Ketigapuluhdua

7.9K 641 30
                                    

Siang ini aku dikejutkan dengan kedatangan Prisa ke kantorku. Entah untuk bertujuan apa namun, sekarang aku dan dia sudah berada di sebuah kafe yang berada di sebrang kantorku. Sejak tigapuluh menit yang lalu, tak ada percakapan di antara kami kecuali rintikan hujan yang bertabrakan dengan aspal jalan yang membuat kebisingan di antara kami.

"Syani?"

Pandanganku yang tadinya memandang ke arah lain kini terfokus pada Prisa yang baru saja memanggilku. Dalam hati, aku bertanya tapi tak mampu aku utarakan karena aku berusaha mencoba menebak air muka Prisa sekarang yang berubah.

"Aku sudah tahu kamu istri Biru, sejak lama." Prisa melanjutkan ucapannya yang membuatku terkejut.
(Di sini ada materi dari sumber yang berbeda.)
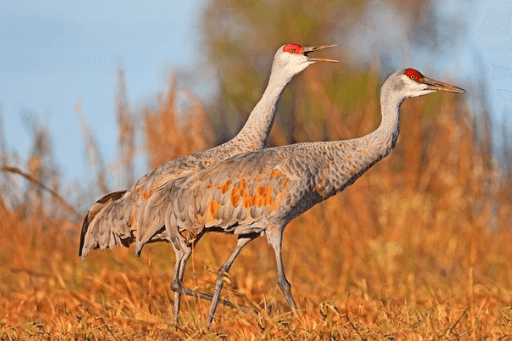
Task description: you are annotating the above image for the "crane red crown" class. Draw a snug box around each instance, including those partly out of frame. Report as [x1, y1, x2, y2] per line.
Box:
[283, 44, 304, 54]
[405, 69, 423, 83]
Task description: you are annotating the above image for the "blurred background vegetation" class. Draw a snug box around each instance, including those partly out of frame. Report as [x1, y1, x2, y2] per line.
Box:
[0, 0, 512, 339]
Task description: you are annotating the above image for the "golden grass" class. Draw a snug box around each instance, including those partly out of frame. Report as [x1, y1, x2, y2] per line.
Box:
[0, 65, 512, 340]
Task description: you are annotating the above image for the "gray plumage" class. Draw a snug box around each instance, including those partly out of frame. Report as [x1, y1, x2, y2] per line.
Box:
[135, 69, 464, 323]
[79, 44, 334, 260]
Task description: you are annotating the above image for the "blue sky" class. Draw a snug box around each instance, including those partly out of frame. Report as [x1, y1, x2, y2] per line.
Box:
[0, 0, 208, 186]
[0, 0, 512, 191]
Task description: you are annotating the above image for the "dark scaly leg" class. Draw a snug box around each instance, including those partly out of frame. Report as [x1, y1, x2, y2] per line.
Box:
[207, 234, 259, 325]
[267, 228, 298, 316]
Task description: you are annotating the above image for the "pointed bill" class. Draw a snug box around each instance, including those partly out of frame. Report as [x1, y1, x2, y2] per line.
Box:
[421, 76, 466, 94]
[303, 45, 338, 63]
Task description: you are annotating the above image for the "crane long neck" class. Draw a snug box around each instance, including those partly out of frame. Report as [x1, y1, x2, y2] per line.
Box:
[233, 70, 292, 150]
[314, 80, 405, 195]
[363, 84, 405, 155]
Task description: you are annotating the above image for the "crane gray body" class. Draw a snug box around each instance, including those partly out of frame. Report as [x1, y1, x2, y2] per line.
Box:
[79, 44, 332, 259]
[135, 69, 463, 323]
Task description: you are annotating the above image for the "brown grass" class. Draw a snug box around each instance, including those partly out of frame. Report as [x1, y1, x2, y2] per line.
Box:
[0, 64, 512, 340]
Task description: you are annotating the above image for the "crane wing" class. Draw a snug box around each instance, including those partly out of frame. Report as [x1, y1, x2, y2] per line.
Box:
[136, 149, 297, 253]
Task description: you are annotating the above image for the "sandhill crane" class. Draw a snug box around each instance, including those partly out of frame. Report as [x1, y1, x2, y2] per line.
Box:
[79, 44, 337, 260]
[135, 69, 465, 324]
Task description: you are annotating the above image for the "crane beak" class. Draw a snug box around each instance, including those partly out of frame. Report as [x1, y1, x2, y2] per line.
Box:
[421, 76, 466, 94]
[303, 45, 338, 63]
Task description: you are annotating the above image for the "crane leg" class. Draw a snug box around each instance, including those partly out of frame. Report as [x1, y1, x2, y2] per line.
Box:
[171, 231, 246, 325]
[267, 228, 298, 316]
[207, 233, 259, 325]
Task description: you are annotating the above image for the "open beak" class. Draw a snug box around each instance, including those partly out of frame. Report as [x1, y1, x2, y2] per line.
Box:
[421, 76, 466, 94]
[303, 45, 338, 63]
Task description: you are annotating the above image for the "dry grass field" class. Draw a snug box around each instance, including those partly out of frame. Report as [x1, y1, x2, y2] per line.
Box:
[0, 67, 512, 340]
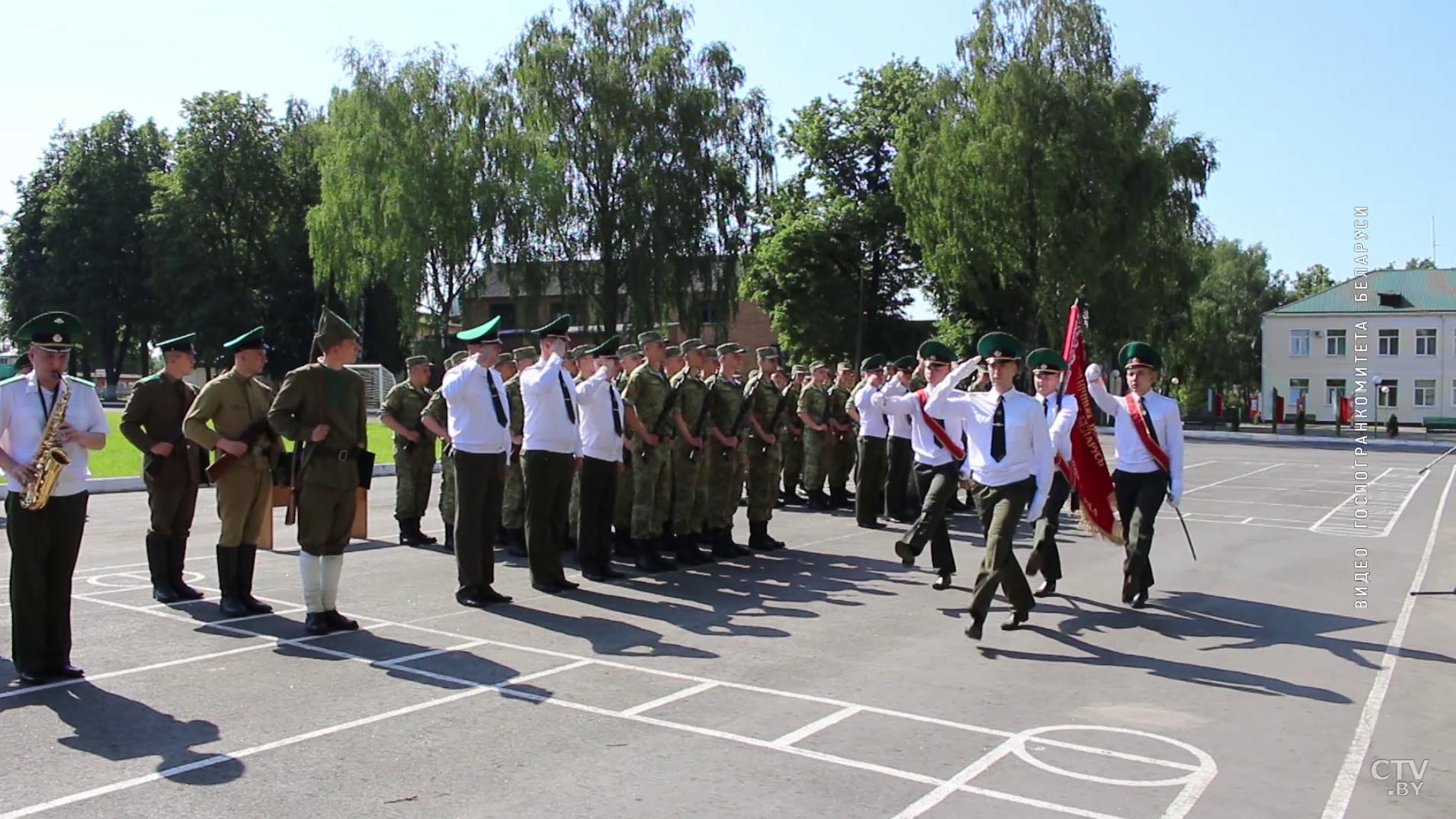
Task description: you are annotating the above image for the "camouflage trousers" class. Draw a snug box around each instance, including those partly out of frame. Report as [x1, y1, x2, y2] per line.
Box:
[503, 453, 526, 524]
[632, 440, 672, 541]
[672, 438, 707, 535]
[704, 438, 749, 529]
[803, 430, 830, 493]
[744, 438, 784, 523]
[395, 446, 435, 520]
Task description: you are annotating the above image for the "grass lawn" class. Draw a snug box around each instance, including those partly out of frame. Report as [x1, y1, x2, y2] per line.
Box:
[0, 410, 395, 483]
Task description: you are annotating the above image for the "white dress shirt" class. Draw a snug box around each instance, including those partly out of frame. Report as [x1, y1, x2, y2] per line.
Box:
[869, 361, 976, 467]
[576, 368, 627, 461]
[1088, 379, 1182, 506]
[0, 371, 111, 497]
[440, 355, 511, 454]
[521, 352, 581, 458]
[849, 382, 890, 440]
[1037, 392, 1079, 464]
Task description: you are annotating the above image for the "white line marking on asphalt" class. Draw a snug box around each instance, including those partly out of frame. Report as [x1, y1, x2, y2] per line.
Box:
[773, 705, 864, 747]
[1320, 465, 1456, 819]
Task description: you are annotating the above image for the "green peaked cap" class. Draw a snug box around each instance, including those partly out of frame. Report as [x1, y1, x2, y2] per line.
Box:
[1117, 341, 1163, 370]
[456, 310, 501, 344]
[1027, 347, 1067, 373]
[976, 332, 1025, 365]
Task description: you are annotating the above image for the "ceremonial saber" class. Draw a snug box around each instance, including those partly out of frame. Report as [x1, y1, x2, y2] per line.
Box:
[1416, 446, 1456, 475]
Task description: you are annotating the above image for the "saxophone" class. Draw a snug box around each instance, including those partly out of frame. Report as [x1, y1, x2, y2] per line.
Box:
[21, 376, 72, 512]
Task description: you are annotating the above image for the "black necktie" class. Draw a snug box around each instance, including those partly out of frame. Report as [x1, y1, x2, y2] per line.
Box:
[607, 384, 622, 435]
[485, 371, 507, 429]
[992, 395, 1006, 461]
[1137, 395, 1159, 443]
[556, 370, 576, 424]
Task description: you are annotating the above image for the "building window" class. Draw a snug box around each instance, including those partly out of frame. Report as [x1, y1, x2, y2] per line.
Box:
[1288, 329, 1309, 355]
[1416, 329, 1435, 355]
[1416, 379, 1435, 408]
[1374, 381, 1400, 408]
[1379, 329, 1400, 355]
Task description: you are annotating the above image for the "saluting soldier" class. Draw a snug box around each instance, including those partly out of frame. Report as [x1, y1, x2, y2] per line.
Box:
[800, 361, 834, 509]
[182, 326, 284, 616]
[1086, 341, 1184, 609]
[848, 354, 890, 529]
[576, 336, 626, 583]
[1027, 347, 1077, 598]
[926, 332, 1054, 640]
[268, 307, 368, 634]
[0, 312, 109, 685]
[120, 332, 205, 603]
[739, 347, 787, 551]
[501, 341, 539, 557]
[379, 355, 438, 547]
[419, 350, 466, 552]
[622, 329, 675, 571]
[440, 316, 515, 608]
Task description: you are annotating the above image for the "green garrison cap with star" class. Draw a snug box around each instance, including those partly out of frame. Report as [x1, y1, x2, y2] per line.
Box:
[14, 310, 82, 352]
[1027, 347, 1067, 374]
[916, 338, 955, 365]
[157, 332, 197, 355]
[456, 309, 501, 344]
[223, 325, 268, 352]
[1117, 341, 1163, 370]
[976, 332, 1025, 365]
[531, 313, 571, 338]
[587, 336, 622, 358]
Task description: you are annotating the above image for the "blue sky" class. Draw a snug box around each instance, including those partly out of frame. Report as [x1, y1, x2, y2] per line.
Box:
[0, 0, 1456, 319]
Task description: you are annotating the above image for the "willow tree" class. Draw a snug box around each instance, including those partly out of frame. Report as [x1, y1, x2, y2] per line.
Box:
[894, 0, 1216, 352]
[502, 0, 773, 332]
[309, 50, 547, 341]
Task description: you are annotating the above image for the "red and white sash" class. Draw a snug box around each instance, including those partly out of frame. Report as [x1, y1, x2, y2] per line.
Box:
[914, 389, 965, 461]
[1123, 392, 1172, 474]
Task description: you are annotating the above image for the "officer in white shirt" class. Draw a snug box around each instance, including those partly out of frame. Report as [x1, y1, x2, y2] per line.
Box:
[869, 339, 976, 590]
[928, 332, 1053, 640]
[575, 336, 626, 583]
[520, 313, 582, 595]
[885, 355, 919, 523]
[1027, 347, 1077, 598]
[440, 316, 511, 608]
[1086, 341, 1184, 609]
[0, 312, 111, 685]
[848, 354, 890, 529]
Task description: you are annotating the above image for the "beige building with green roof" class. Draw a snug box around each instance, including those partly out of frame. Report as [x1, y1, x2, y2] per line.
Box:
[1259, 270, 1456, 424]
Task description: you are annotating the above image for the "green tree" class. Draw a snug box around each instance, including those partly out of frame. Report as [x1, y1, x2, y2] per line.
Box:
[894, 0, 1216, 350]
[504, 0, 773, 334]
[741, 59, 929, 363]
Jika memang ia sudah tahu sejak lama kalau aku ini istri Biru, lantas untuk apa Prisa mengaku dekat dengan Biru?

"Aku bahkan sudah tahu hubunganmu dengan Biru sejak lama." katanya lagi yang membuat kepalaku dipenuhi banyak tanda tanya.

"Maksudnya?"

Prisa mengambil minumannya, lalu meneguknya pelan.

"Ada satu hal yang perlu kamu tahu, Sya."

Aku semakin kalut dilanda tanda tanya yang banyak sekali di kepalaku.

"Prisa, aku benar-benar ngga paham maksud kamu. Tolong jelaskan." pintaku yang sedikit memohon padanya.

"Biru.... Dia telah menabrak ayahmu."

Mataku membulat sempurna, kaget. Jika ini perihal Biru yang menabrak ayahku, tentu saja aku sudah mengetahuinya tapi mengapa Prisa juga mengetahuinya? Apa semua orang sudah tahu dan akulah orang terakhir yang mengetahui perihal ini?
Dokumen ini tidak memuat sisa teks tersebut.